Du plomb et des plumes
Un samedi après-midi de novembre. Je branche la radio. La Première. L’émission «De quoi je me mêle» propose un reportage sur «Le Courrier», «un des derniers journaux indépendants en Suisse romande…». Décidément, en cette fin d’année, la presse romande tourne en rond. On se remet des Prix, on s’organise des colloques, des assises, on se fait des reportages parmi… Et moi avec puisque c’est la deuxième chronique où je laisse l’art au deuxième plan pour parler journaux… Et toujours cette question de l’indépendance qui revient. Comme un besoin de se redéfinir peut-être…
Anne Nivat, elle, n’en a visiblement pas besoin. «Je fais ce que j’ai à faire». C’est ce qu’elle répond aux mises en garde du Quai d’Orsay quand elle part pour de longs reportages dans des pays en guerre. Tchétchénie, Afghanistan, Irak. «Je fais mon travail, et si je devais me faire enlever, vous ferez le vôtre…». Anne Nivat était invitée au Forum sur l’indépendance des médias organisé en prémices de l’Académie du Journalisme et des médias, à l’Université de Neuchâtel. L’indépendance, elle la cultive. Journaliste free-lance, elle enquête hors des voyages organisés par les gouvernements, les armées… Ce sont les réalités des populations qui l’intéressent. Elle prend le temps.
Le temps, le terrain, la subtilité… Tiens, c’est un peu ce que déféndait la nouvelle agence d’investigation américaine financée par des philanthropes dont je parlais le mois dernier. Au Forum neuchâtelois, cela a aussi été le credo de Roger de Weck. L’ancien rédacteur en chef du «Tagesanzeiger» et de «Die Zeit» a commencé sa conférence en déclarant que «le grand art aujourd’hui, c’est de faire du journalisme malgré les médias.» Lui aussi trouve que nous tournons en rond. Que nous nous réduisons à être les «content providers» les uns des autres…

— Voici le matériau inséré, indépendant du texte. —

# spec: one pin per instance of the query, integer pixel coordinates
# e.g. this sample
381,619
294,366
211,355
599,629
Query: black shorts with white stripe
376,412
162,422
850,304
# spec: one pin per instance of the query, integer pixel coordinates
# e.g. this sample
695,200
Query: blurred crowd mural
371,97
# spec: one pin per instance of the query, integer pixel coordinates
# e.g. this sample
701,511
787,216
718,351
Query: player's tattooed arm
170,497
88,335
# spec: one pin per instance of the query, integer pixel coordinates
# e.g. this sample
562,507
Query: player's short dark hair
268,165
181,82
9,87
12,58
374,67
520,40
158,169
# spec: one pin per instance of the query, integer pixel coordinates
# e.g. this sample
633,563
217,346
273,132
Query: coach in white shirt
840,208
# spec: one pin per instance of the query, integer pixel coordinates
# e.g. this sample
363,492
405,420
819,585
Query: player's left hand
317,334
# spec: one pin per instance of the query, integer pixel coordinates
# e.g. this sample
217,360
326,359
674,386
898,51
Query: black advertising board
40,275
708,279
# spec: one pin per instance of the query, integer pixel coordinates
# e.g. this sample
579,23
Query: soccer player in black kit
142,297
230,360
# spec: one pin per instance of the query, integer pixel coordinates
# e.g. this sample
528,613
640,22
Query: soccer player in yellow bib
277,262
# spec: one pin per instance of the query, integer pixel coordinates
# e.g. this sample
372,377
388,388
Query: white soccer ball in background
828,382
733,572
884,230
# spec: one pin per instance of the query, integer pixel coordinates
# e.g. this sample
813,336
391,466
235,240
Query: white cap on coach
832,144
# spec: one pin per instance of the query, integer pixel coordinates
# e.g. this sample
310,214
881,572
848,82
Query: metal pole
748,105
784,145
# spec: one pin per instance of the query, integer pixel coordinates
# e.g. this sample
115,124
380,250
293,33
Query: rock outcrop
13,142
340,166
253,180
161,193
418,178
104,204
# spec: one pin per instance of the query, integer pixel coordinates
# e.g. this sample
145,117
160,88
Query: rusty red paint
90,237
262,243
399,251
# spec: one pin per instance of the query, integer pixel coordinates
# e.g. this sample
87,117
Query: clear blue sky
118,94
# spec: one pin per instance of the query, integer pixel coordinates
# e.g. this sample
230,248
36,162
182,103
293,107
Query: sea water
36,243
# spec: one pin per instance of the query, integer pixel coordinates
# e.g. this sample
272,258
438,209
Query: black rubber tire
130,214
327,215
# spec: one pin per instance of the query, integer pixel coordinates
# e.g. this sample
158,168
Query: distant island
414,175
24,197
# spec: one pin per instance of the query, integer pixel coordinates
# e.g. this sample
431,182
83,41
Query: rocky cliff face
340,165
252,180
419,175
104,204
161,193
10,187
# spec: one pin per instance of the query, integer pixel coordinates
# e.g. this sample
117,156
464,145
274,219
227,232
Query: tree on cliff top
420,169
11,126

Et il ne suffit pas pour s’en sortir d’agrandir la ronde et de demander aux lecteurs, aux spectateurs, aux internautes… de faire le travail à notre place, en leur suggérant d’être les reporters du XXIe siècle, prêts à filmer tous les faits divers de la planète avec leur téléphone mobile! Ce peut être un plus. Parfois. Ce n’est pas une solution. Il faudrait sortir de la ronde, quitter ses semelles de plomb, retrouver ses ailes. Faire, comme Anne Nivat, ce qu’on a à faire…
Eh oui, il y a toujours des histoires de plomb et de plumes dans le journalisme! A chacun, côté journaliste et côté lecteur, de voir ce qui le leste ou ce qui lui pèse, ce qui l’allège ou ce qui le vide… Ce qui est substance et ce qui est encombrement.
Et ce qui est vrai pour les reporters tels qu’Anne Nivat l’est pour toute forme et tout domaine journalistiques. Y compris culturel puisqu’on est dans la chronique com.Art. Faire du journalisme culturel, c’est fréquenter la culture. Voir, visiter, écouter, lire… Se nourrir, se lester. Pour mieux s’envoler. Il est aussi nécessaire de le rappeler.
Bon voyage en 2008, sans plomb dans l’aile.